言志四録 / 南洲手抄
自彊不息、天道也、君子所以也。如虞舜孳孳爲善、大禹思日孜孜、成湯苟日新、文王不遑暇、周公坐以待旦、孔子發憤忘食、皆是也。彼徒事靜養瞑坐而已、則與此學脈背馳。
新字:自彊不息、天道也、君子所以也。如虞舜孳孳為善、大禹思日孜孜、成湯苟日新、文王不遑暇、周公坐以待旦、孔子発憤忘食、皆是也。

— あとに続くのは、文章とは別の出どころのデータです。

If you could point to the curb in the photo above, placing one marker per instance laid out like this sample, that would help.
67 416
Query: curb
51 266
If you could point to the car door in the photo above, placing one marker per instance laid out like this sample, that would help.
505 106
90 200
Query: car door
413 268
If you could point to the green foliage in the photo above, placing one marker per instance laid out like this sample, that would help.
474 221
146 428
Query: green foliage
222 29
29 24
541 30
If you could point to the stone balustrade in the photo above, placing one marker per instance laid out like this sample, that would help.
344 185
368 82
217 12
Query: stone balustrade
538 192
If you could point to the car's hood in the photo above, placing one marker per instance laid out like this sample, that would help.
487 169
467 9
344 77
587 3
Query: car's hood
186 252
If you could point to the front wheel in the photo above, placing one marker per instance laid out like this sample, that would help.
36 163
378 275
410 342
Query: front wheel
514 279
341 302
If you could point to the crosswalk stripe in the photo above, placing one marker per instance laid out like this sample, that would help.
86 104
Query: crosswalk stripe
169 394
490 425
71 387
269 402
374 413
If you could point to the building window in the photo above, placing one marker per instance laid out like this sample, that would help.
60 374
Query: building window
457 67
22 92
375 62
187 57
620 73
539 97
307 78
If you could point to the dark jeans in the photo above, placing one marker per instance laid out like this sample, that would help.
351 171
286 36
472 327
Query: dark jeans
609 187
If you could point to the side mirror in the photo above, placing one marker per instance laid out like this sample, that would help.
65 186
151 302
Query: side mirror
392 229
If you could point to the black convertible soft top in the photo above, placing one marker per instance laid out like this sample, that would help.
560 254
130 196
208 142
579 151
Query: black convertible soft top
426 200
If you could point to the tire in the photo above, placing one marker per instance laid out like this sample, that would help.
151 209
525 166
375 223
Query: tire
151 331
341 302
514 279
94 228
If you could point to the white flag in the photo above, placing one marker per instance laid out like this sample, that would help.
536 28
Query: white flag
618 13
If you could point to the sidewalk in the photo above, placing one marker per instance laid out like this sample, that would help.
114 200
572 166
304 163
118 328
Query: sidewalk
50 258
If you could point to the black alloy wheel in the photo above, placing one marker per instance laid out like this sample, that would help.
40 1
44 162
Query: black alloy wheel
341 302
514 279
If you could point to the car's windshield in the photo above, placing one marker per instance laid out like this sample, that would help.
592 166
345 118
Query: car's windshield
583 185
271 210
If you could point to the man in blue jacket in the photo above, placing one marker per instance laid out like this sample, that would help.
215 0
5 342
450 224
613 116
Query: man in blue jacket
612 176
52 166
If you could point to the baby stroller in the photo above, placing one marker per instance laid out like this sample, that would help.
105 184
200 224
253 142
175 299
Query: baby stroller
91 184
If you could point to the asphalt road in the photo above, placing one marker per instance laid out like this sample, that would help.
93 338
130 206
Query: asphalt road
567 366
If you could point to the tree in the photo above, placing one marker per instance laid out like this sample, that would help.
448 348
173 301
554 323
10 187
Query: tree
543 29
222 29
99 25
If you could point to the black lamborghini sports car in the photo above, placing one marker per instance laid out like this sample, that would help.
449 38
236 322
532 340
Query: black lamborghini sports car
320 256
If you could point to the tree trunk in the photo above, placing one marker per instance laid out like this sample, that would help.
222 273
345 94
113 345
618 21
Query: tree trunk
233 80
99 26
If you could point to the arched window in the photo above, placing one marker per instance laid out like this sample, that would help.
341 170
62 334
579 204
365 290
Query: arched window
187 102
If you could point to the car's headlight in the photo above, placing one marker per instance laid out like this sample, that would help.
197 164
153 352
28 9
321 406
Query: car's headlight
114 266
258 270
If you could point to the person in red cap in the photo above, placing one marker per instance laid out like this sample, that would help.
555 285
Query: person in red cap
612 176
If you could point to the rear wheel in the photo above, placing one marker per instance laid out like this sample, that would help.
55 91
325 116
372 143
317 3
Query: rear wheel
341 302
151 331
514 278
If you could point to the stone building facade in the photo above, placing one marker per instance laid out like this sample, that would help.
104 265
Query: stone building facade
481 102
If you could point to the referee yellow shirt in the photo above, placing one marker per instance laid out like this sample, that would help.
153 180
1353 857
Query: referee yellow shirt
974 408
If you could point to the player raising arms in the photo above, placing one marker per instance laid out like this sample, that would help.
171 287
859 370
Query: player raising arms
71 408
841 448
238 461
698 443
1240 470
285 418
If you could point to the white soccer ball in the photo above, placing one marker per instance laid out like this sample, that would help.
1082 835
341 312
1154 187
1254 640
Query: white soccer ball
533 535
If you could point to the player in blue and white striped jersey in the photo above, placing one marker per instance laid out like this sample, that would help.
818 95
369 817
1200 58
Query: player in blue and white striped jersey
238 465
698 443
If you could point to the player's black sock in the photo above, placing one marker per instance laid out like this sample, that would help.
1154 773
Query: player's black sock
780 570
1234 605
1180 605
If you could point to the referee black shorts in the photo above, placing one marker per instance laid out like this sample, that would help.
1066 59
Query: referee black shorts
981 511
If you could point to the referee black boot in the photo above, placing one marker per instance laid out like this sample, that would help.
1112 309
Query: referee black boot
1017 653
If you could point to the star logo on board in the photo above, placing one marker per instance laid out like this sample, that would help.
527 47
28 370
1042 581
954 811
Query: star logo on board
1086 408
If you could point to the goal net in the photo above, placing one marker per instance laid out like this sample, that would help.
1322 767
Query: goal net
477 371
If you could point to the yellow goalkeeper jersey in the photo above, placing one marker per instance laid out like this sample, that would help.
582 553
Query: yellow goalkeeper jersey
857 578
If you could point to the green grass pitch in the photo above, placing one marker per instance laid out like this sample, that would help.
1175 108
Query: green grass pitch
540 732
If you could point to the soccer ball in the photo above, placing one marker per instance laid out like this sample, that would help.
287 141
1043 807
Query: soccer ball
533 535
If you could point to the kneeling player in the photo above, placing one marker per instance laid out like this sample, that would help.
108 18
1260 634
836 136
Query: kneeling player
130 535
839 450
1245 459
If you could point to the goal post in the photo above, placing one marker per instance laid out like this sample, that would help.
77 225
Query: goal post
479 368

彼徒事静養瞑坐而已、則与此學脈背馳。
書き下し
自ら彊めて息まざるは天道なり、君子の以ゐる所なり。虞舜の孳孳として善を為し、大禹の日に孜孜せんことを思ひ、成湯の苟に日に新にせる、文王の遑あき暇あらざる、周公の坐して以て旦を待つ、孔子の憤りを発して食を忘るる如きは、皆是なり。彼の徒に静養瞑坐を事とすのみならば、則ち此の学脈と背馳す。
現代語訳
自ら努めてやまないのが天の道であり、君子がよりどころとするものだ。舜がせっせと善を行い、禹が日々努力を思い、湯王が日に日に新たにと励み、文王が休む暇もなく、周公が座して夜明けを待ち、孔子が発憤して食を忘れた——みなこの「自彊不息」である。もしただ静かに養生し瞑坐するだけなら、この学問の流れ(学脈)に背いてしまう。
解説
儒学の学びは静かな瞑想ではなく、たゆまぬ実践だと力説した一条です。「自彊不息(自ら努めてやまない)」こそ天の道であり、舜・禹・湯・文王・周公・孔子という聖王聖人はみな、休みなく善に励み、日々を新たにし、寝る間も惜しんで努めた——それが儒学の本流だと並べ立てます。そのうえで、ただ静座して心を養うだけの静的な修養は、この活動的な学脈に背く、と釘を刺します。禅や道家の静的な傾向への牽制でもあり、実践を重んじる一斎の面目躍如。修養を静かに整えることと考えがちな私たちに、その本義は動き続けることだと示す一条です。